Only a few years later my Dad was taking me to my first heavy metal show; White Snake and Guardian. I was no longer terrified like my first time, I felt alive. I kept inching up closer and closer to the stage wanting to see more. Soon enough I found out what a mosh pit was. Still I wasn't terrified, I wanted more. I felt the adrenaline and and I loved it.
I can remember going to Creation. A seven day Christian music and arts festival with my parents and the church. The coolest moment was seeing my favorite band at the time, D.C. Talk come roaring down to the stage...on motorcycles. I was amazed! These moments started to shape who I was.
I learned of Amy Grant and all I wanted was to be just like her. I was that typical 10 year old girl singing "Baby Baby" into her hairbrush. Even my mother fell in love with Amy. She would play "El Shaddai" on the piano while I sang along. Eventually I started playing piano too, although I never practiced enough to be as good as Mom.
One of my greatest memories of music is dancing with my grandfather to Frank Sinatra. I had no idea how to dance, I still can't do it to save my life. But with pop-pop all I had to do was step right up onto his shoes and all of the sudden I was in the 50's on the dance floor with Frank himself.
As I got into my teenage years I started to become depressed. The one constant in my life was music. It got me through the toughest years of my life. It was the one bright spot for me. It gave me a voice to say what I couldn't say aloud.
I even remember an old hymn that got me through the death of my great grandmother. I believe it was called "In the garden". There is a specific line in that hymn. It goes like this; "And he walks with me and he talks with me and he tells me I am his own". This was so meaningful to me. I can just close my eyes and remember my walks with Nana in the garden. And I can just picture Nana walking through the heavenly gardens with god.
There are so many talented musicians and bands out there. Over the years I have gone through many 'favorites'. When I was 21 my favorite was Korn. It's heavy and the music spoke about very personal things to me. Although I don't favor that band anymore, I still feel a certain connection to the lead vocalist Jonathan Davis. I admire him for being able to come out and say what he has said and just put everything out there. At any rate, on my 21st birthday I was getting all dolled up to go out bar hopping with my bf and friend Ryan. When Ryan showed up he gave me my gift. It was a Korn t-shirt. Awesome! Inside my card was 4 tickets to see Korn play in Baltimore, MD that night. F*#$ing Awesome! That was the first of three Korn concerts.

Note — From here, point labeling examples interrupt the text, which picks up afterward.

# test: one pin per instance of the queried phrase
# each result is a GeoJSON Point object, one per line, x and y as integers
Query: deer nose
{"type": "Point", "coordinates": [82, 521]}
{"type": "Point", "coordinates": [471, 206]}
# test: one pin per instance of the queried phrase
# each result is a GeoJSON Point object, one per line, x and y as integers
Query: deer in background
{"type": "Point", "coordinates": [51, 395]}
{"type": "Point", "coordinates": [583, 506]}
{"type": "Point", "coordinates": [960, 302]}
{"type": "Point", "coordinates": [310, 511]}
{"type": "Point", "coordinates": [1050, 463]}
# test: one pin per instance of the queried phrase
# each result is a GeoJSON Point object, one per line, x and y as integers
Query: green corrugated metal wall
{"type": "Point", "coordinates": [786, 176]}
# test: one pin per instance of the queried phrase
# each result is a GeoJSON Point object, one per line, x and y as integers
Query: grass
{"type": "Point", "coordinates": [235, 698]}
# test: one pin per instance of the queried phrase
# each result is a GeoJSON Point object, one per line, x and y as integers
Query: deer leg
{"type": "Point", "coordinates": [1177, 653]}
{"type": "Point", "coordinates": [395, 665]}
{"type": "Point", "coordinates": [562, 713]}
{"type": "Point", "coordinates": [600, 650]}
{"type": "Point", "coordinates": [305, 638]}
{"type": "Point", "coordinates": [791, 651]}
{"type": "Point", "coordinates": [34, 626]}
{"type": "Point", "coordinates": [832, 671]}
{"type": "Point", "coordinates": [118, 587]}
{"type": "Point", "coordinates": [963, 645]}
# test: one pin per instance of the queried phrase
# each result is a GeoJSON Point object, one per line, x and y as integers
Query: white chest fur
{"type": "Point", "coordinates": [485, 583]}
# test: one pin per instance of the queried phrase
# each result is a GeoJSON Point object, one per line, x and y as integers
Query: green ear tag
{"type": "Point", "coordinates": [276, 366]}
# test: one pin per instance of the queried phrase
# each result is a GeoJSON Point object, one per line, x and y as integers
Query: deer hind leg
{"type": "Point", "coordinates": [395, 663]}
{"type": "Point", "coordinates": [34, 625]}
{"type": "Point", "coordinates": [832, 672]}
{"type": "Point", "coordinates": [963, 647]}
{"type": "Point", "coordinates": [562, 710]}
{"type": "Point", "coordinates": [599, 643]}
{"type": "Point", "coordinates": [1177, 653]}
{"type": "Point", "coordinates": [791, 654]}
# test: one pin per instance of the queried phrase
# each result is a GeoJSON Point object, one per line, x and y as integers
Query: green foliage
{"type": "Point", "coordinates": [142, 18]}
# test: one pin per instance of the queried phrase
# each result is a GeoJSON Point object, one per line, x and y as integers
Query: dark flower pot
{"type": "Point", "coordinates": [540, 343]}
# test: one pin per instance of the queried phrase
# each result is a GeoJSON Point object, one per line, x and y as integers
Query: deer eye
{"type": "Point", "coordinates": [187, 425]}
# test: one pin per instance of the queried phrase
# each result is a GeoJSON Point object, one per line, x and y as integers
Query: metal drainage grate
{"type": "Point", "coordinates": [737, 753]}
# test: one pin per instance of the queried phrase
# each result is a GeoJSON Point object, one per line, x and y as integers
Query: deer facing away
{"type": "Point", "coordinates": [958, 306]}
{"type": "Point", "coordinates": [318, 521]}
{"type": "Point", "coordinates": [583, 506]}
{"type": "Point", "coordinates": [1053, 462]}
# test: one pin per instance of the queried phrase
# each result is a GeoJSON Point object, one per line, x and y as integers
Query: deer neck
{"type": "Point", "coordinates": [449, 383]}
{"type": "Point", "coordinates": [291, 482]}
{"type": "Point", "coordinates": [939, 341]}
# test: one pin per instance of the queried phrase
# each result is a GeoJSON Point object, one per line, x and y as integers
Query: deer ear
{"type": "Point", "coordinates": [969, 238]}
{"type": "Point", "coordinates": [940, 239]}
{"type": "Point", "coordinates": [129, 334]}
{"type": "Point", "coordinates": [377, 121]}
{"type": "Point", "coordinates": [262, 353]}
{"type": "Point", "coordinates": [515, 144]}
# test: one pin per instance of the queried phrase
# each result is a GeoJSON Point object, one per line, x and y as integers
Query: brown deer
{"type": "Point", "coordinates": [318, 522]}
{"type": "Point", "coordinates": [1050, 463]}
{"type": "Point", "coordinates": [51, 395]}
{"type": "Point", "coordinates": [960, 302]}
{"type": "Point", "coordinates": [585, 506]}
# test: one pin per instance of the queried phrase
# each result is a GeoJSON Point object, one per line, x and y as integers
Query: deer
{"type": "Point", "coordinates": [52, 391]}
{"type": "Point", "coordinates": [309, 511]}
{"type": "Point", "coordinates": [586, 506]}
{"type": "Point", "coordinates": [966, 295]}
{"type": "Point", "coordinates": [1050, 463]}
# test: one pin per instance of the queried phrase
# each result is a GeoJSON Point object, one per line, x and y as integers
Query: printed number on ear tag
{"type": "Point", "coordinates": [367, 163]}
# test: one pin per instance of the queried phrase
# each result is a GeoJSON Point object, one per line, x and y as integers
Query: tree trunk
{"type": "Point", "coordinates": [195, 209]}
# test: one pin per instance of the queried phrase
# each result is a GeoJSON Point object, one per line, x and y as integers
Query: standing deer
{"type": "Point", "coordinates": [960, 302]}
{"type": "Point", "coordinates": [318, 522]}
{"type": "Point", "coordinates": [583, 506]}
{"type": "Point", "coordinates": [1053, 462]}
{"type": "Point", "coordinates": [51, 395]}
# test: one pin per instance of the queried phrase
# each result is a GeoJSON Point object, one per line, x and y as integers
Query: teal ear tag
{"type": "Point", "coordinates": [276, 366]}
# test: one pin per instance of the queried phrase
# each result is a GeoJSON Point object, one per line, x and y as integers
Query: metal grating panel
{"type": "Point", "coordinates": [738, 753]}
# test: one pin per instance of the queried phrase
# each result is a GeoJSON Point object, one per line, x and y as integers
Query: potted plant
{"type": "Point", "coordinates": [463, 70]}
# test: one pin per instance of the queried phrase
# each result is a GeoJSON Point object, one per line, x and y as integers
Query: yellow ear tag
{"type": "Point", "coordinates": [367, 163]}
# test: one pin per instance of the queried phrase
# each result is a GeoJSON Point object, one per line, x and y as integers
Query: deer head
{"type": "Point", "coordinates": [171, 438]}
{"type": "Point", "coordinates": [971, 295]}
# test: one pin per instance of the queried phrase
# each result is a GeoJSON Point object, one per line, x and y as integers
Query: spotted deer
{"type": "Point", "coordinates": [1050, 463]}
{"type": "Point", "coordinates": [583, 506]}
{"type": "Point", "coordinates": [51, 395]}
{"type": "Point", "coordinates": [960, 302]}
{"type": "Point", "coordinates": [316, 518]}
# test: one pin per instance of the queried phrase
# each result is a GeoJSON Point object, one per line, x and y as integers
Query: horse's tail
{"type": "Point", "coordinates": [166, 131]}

Gosh, How lucky am I? I have probably been to 50 or more concerts in my 24 years. I have seen everything from Metallica to REO Speedwagon. I have kissed to Etta James, I have toked to Bob Marley, I have cried to Josh Groban, I have jumped in the pit to Machine Head, I have danced on my grandfathers shoes to Frank Sinatra, I sang along to Amy Grant and screamed along with Rage Against the Machine. I have praised to Third Day, I have boogied to the Sugar Hill Gang and drank to AC/DC.
I am truly blessed to have music in my life.